I myself had 16 hours of seconds-apart excruciating labor pains, was out of my mind in pain, 107 temperature and with water broke, plus too small of a pelvis to ever deliver normal. I almost died.....but I never screamed, just moaned. To me that would be "my" #10 but is that #10 to the next person??? If my present doctor wasn't there and doesn't know what pain I went through then how does he know what "my" #10 is or anyone elses for that matter???
I also agree that the nature of pains greatly differ which makes it hard to compare. Sharp pains can be unbearable and make you gasp for breath or even scream depending on the cause (for the seconds or minutes you have it), cramps can also be unbearable although in a different way when you have them 24 hours a day 7 days a week for a year!

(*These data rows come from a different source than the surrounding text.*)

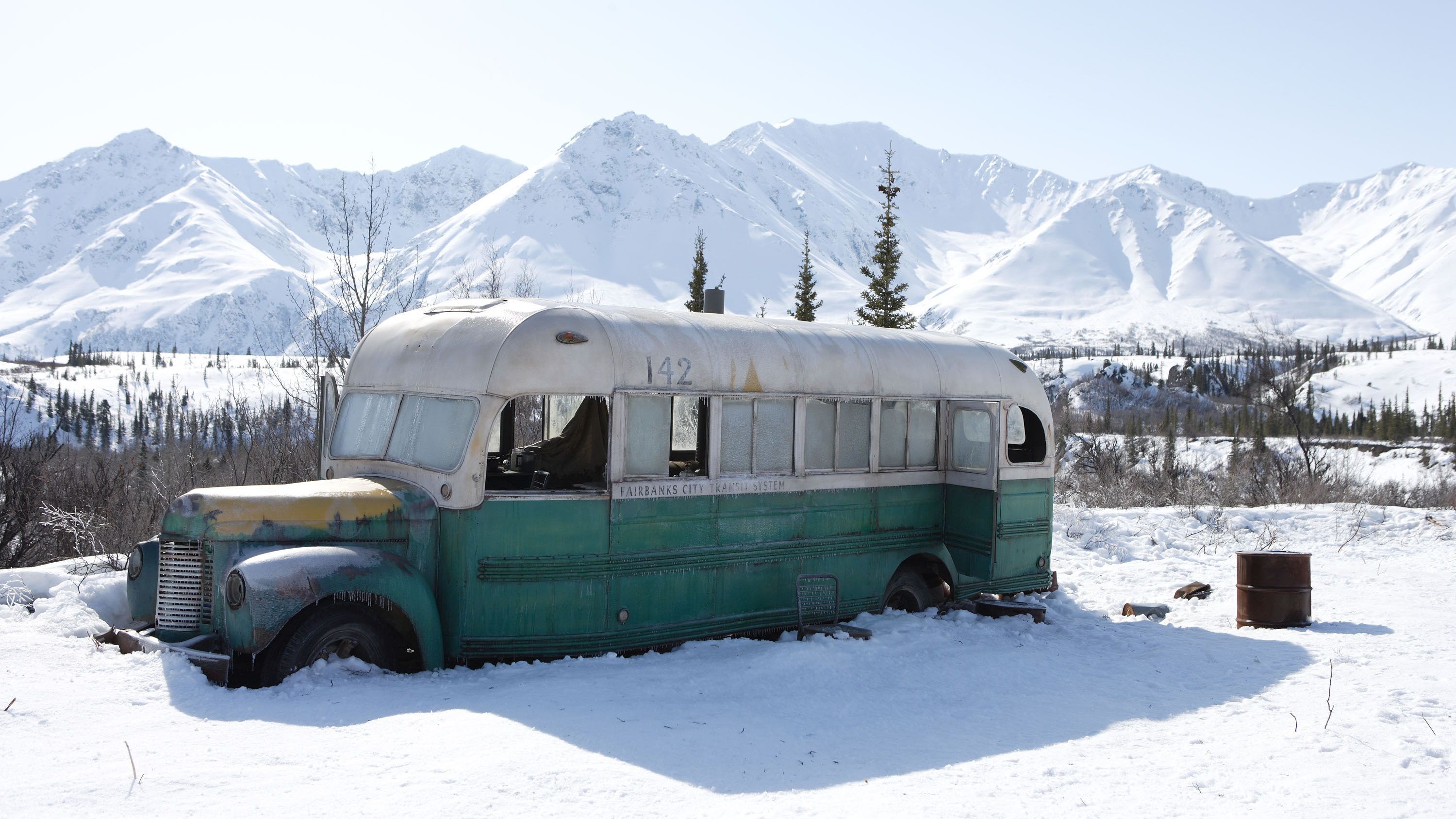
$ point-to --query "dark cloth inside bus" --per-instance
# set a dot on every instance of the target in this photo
(579, 455)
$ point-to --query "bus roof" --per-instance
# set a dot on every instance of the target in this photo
(510, 347)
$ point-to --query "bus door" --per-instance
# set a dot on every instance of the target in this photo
(970, 431)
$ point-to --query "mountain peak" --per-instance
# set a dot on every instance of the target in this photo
(142, 139)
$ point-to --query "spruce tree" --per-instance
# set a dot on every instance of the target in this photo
(699, 279)
(804, 293)
(884, 298)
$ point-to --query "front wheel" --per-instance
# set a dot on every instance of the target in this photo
(338, 630)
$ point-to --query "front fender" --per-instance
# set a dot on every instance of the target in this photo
(281, 584)
(142, 594)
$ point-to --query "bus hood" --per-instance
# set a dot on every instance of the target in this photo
(341, 509)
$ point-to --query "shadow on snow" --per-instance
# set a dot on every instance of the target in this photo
(740, 716)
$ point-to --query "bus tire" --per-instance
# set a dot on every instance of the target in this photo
(340, 629)
(908, 592)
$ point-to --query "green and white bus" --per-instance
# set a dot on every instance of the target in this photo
(510, 479)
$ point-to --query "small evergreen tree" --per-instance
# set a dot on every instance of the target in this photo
(884, 298)
(104, 423)
(804, 293)
(699, 279)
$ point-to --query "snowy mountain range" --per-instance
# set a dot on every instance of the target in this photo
(140, 242)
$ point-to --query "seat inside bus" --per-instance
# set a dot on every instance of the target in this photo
(573, 460)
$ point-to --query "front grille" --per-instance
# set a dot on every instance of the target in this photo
(184, 588)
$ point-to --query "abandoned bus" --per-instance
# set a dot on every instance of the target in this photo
(510, 479)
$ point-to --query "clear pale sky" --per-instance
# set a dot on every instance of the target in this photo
(1250, 97)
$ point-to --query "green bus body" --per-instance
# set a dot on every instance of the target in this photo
(463, 554)
(526, 578)
(561, 573)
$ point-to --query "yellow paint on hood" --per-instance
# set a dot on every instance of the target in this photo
(238, 512)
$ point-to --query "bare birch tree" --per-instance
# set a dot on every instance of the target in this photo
(366, 270)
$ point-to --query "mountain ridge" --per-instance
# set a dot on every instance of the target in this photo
(139, 238)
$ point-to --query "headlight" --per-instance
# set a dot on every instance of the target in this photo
(236, 591)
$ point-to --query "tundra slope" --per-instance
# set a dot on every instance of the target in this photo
(1088, 712)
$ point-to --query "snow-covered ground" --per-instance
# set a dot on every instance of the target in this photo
(204, 378)
(1363, 461)
(1426, 376)
(1090, 713)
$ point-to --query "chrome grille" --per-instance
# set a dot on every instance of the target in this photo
(182, 588)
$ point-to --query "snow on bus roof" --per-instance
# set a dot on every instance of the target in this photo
(512, 347)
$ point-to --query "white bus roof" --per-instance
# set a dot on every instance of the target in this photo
(510, 347)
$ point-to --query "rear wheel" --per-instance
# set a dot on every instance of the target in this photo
(338, 630)
(909, 592)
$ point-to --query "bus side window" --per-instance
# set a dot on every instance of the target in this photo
(689, 455)
(924, 425)
(758, 436)
(836, 434)
(1026, 436)
(972, 441)
(647, 448)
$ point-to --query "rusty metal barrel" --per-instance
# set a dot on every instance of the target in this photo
(1273, 589)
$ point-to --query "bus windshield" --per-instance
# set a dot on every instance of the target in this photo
(421, 431)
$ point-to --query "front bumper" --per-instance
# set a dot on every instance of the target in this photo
(215, 667)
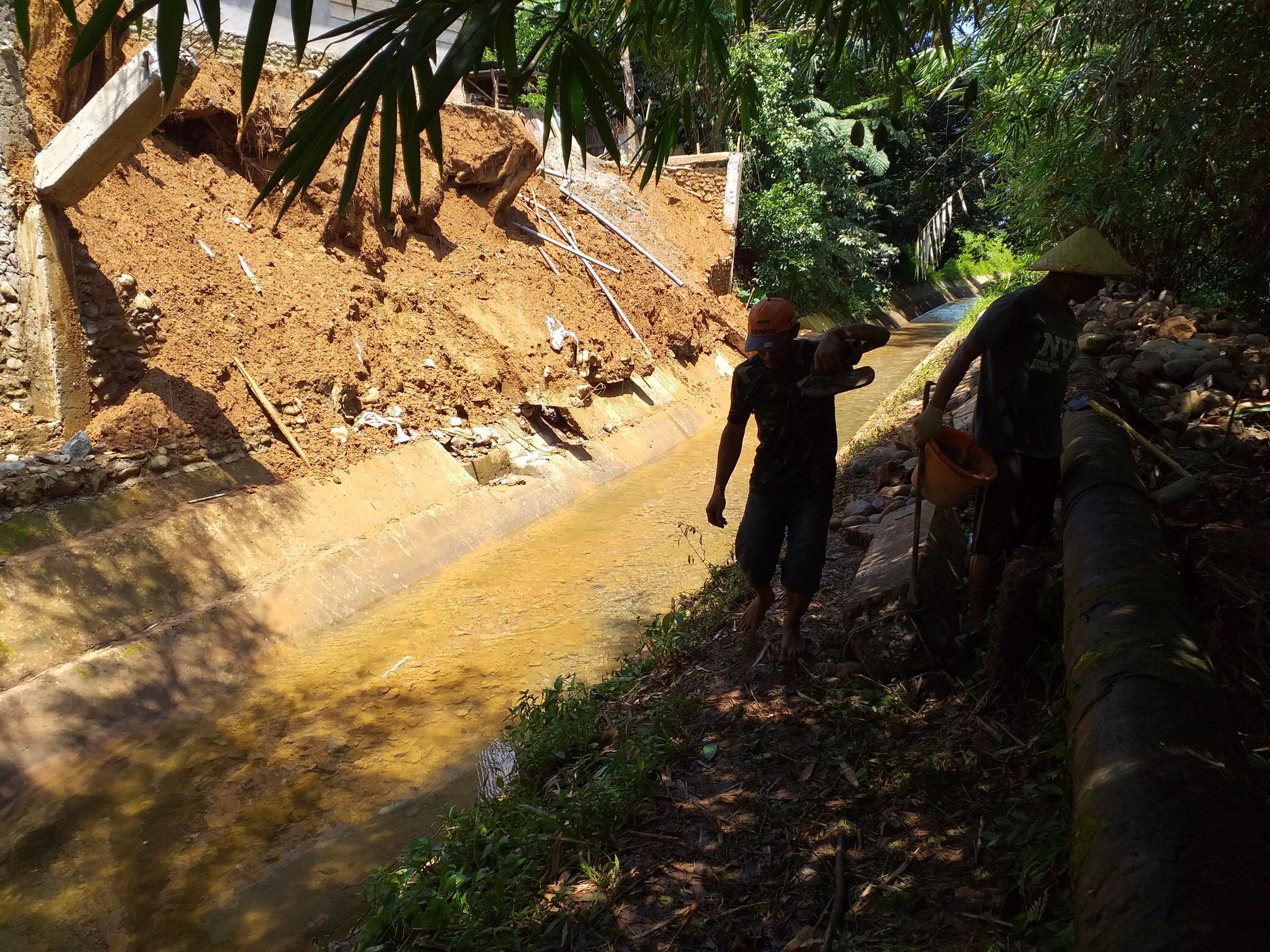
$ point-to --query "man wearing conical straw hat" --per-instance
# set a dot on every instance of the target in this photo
(1026, 341)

I don't think the Manoski Pain Scale works very well either, since according to that you are still able to work and perform social activities even though you need narcotics every 3-4 hours for pain. Until the scale reaches a point of not being able to work you are supposedly having difficulty reading & conversing!!
I can read & converse and even sit although in pain all the time. I am unable to walk un-aided and even intensify the pain when walk with aide. I am not on narcotics though unless Darvocet is considered a narcotic(not that I wouldn't like to be so I could function). I definitely could never go out to work at a job like this though, especially involving standing or walking.....concentrating well enough to work efficiently would be a problem with the pain. My pain makes me very grumpy, restless, less tolerant of people and everything else, and the more I push myself to put up with the pain the worse it gets until I must give in & lay down. I also have no social life for the past year. Sometimes the pain is very intense cramping, sometimes sharp, sometimes pressure pains like exploding, sometimes less intense cramping and pressure pain....how do you rate it over-all??? I can't even stand or bend to make meals or clean or it makes the pain much worse, but I am not moaning with my pain so what number do they have for that, I didn't see it on the scale???
Mary...the rocks description was good!